When It Feels Wrong To Be Right
Remember these rules when you're tempted to 'trust your gut.'
By Bill Bartmann | September 17, 2009
'I trust my gut.'
That sounds so alpha-male cool, I know. It's also a very dumb approach to running the major aspects of your business.
Here's the problem: The concept of gut feeling contains the word "feeling." It often feels uncomfortable when you're on exactly the right track. Stick with me here as I explain this important concept by way of four rules:
Rule No. 1: Don't succumb to 'surface logic.'
Some of the best opportunities seem to be the worst at first glance. In my case, I made more than a billion dollars by buying loans that multiple collection agencies had written off as "uncollectible."
It was a multi-billion-dollar opportunity in plain sight for anyone to pursue, but very few people did. Why? Because most people succumbed to surface logic. You can tell that kind of reasoning because it often starts with "Everyone knows that…" or "It's always been true that…
You may be headed toward a great opportunity if you can discern some excellent potential underneath a layer of logic that repels your competition from trying to pursue it.
In my case, I had been on the receiving end of debt-collection calls for years. I knew from personal experience that the conventional collection-agency approach made me never ever want to cooperate with those abusive people, even if I had some money to pay back their loan.
Therefore I created a company where we took the unconventional step of treating delinquent borrowers with dignity and respect. They responded by paying back the debt they owed us--usually before they paid anyone else.
Rule No. 2: Thicken your skin.
Let's say you decide to pursue something where you see opportunity and all anyone else sees is problems.
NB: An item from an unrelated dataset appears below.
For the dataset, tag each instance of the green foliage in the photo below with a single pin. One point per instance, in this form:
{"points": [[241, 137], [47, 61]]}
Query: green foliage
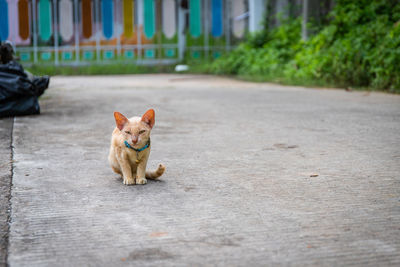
{"points": [[359, 47]]}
Get ready to be ridiculed.
Some of your closest advisors, friends and even family may think they're doing you a favor by saying things like:
"It'll never work."
"You're kidding, right?"
"Don't you know it's been tried before?"
"What makes you think you can pull it off? Do you think you're so much smarter than everyone else?"
Oh, it gets better. If your venture doesn't work, you’ll hear "I told you so, but you wouldn't listen!"
If your plan does in fact work, don't expect to gloat: Your former detractors will merely say: "He got lucky."
In my 40 years of running businesses, I've found that the greatest comfort is often found in the middle of a vast herd of sheep, all moving in the same direction. They can all console themselves that their judgment was no worse than everyone else's. However, the greatest opportunities and profits are found on paths least traveled--or where there was no path at all before you came along. Are you in business for comfort or for profit?
Rule No. 3: Sometimes it feels wrong because it is wrong.
I just finished saying the most profitable course of action may be uncomfortable and lonely. Make sure you don't justify a purely emotional decision by thinking: "It feels wrong, so I must be on the right track."
You can get too comfortable with being a contrarian. I built a company that was so utterly different from the rest of the collection industry that it was tempting for me always to be different, just for the sake of making another splash. Instead, I retained some industry-standard structures like accounting, and innovated only when truly necessary.
Bottom line: Follow that unpopular path only for the right reason.
Rule No. 4: Trust your brain, not your gut.
When I bought my Gulfstream IV jet with $30 million in cash, I made sure it came with a pilot who was "instrument rated." That meant he could fly in almost any weather.
He had developed two skills: First, he knew his instruments cold. Second, he was trained to follow those instruments even when his gut feeling was deadly wrong about which way he should steer the plane.
You must become instrument-rated in your own business.
Make no mistake, I trust my gut all the time for certain business decisions like which of two candidates to hire or how far to push a negotiation.
But I had bigger decisions like how much to bid on billion-dollar loan portfolios. In those situations, I was so familiar with bid prices that my numbers told me when the market was “bidding crazy” for loans. I knew the facts and economics cold, so I had no problem letting someone else outbid me.
Take the time to build a great instrument panel you can trust. On the really big course changes, study those instruments and trust them. They’ll protect you and allow you to fly above your hand-wringing competitors.
Bill Bartmann is the foremost expert on helping entrepreneurs profit from buying bad loans and a leading authority on entrepreneurship in America. His book Bailout Riches recently became #1 on Amazon's Best Seller List. Bill offers free educational materials for entrepreneurs at www.bailoutrichesnow.com and can be reached via email at askbill@billbartmann.com.
My thoughts
I agree that when it's decision making time, you need to use your brains, to see the pros and cons, to bank on your head knowledge. But logic is not everything. Most of the time, decision making will impact people and this means thinking is not enough. I think it's good to start with the brain and then cap off your decision making steps with "feelings". Is this good for the majority? Am I hurting anyone? If so, is this fair. I believe God gave us all senses so we can make use of them. In decision making, it pays to use all faculties.